Voilà un sujet aussi riche que passionnant !
J’ai eu plusieurs fois l’occasion de vous présenter des vues stéréoscopiques, parfois une image seule sur les deux d’origine, quelquefois des vues montées en animation, ou encore à regarder avec des lunettes spéciales. La variété des supports, l’ancienneté du système et le fait que ces vues aient aussi bien appartenu au domaine de la photographie commerciale qu’amateur ont fait que j’ai eu envie de développer un peu le sujet pour en donner une vue d’ensemble.
Voici donc un premier article sur la photographie en relief…
La perception tridimensionnelle
C’est l’interprétation par notre cerveau de ce que voient l’œil gauche et l’œil droit qui nous permet d’apprécier les distances et la tridimensionnalité de ce qui est devant nous.
Plus ce que nous regardons est éloigné, moins il y a de différence entre les deux points de vue. Mais si l’on regarde un objet proche, le décalage entre les deux vues sera important. C’est à partir de ce constat que naît l’idée de créer des images en 2 dimensions qui pourront en paraître 3. Sans dispositif adapté, reproduire artificiellement cette vision reste cependant problématique.
Au fil de l’histoire, de nombreux savants se sont penchés sur l’étude de la vision binoculaire et la représentation tridimensionnelle, mais c’est en 1832 que l’anglais Charles Wheatstone pose les premiers principes de la stéréoscopie et invente le stéréoscope à miroir en 1838.
Deux images, avec deux points de vue décalés sont regardées chacune par un œil au moyen de miroirs disposés à 90°. Ces images sont d’abord des dessins, mais la toute nouvelle technique de la photographie va immédiatement être mise à contribution dans cet appareil.

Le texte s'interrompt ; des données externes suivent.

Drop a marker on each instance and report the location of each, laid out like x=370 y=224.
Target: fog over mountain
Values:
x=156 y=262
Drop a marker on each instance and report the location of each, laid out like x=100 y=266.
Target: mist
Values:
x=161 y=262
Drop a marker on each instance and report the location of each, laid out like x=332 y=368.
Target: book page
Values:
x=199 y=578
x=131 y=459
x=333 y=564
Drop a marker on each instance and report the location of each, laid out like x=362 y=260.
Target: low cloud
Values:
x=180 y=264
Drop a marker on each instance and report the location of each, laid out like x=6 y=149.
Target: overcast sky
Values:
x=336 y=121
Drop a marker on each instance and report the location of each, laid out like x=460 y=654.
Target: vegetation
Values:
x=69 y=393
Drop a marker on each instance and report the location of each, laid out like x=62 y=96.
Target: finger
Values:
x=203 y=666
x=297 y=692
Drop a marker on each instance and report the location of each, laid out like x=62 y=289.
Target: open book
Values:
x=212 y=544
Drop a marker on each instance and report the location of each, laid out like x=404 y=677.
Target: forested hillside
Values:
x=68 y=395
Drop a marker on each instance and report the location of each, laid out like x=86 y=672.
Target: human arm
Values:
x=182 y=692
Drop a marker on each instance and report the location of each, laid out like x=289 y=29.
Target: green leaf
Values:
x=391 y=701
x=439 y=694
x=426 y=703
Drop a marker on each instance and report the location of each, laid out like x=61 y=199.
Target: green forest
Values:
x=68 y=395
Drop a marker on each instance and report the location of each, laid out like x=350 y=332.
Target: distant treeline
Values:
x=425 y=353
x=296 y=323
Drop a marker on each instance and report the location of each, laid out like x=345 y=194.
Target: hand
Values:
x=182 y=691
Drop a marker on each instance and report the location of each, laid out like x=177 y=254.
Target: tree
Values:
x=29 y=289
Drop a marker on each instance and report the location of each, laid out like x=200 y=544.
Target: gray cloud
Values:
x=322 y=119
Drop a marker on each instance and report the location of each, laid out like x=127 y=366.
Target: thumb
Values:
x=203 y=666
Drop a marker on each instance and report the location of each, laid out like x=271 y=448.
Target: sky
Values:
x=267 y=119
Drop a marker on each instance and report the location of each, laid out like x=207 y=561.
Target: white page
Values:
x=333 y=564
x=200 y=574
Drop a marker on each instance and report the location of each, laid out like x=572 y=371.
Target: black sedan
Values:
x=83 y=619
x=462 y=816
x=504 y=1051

En 1840, Sir David Brewster perfectionne le système et remplace les miroirs par des lentilles : chaque œil sera toujours dirigé vers une image différente de l’autre, le principe de la plupart des appareils à stéréoscopies est inventé.
Brewster montre son appareil à l’Exposition universelle de 1851 à Londres, où il rencontre un vif succès, notamment auprès de la Reine Victoria.
Son appareil sera repris, décliné, amélioré, la photographie stéréoscopique va dès lors rencontrer un engouement populaire qui durera au moins jusqu’aux années 1960. Elle se fera ensuite plus discrète jusqu’aux grands succès du cinéma en 3D d’aujourd’hui.
Prendre des photographies stéréoscopiques
Pour créer les premières vues stéréoscopiques photographiques, il n’y avait pas d’appareil dédié. Il fallait déplacer l’appareil latéralement.
Cela signifie donc que les deux prises de vues n’étaient pas simultanées. Ainsi par exemple, sur cette image, les personnages et véhicules se sont déplacés entre les deux moments où le photographe a déclenché.
Puis des appareils spécifiques seront créés, permettant la prise de vues simultanée, grâce à 2 objectifs. L’écart des objectifs correspond à peu près à l’écart entre les deux yeux. Les appareils dédiés à la photographie stéréoscopique suivront les mêmes évolutions que les appareils normaux – négatifs sur verre, autochromes, négatifs sur film, diapositives, et deviendront également accessibles au grand public.
On trouve encore aujourd’hui des systèmes pour coupler des appareils, et la prise de vue en 3D reste d’actualité, même si c’est plus pour de la vidéo que pour de la photo…
Enfin, certains logiciels, pour smartphones notamment, se proposent de générer à partir d’une image traditionnelle, une seconde vue décalée. Résultats pas toujours probants…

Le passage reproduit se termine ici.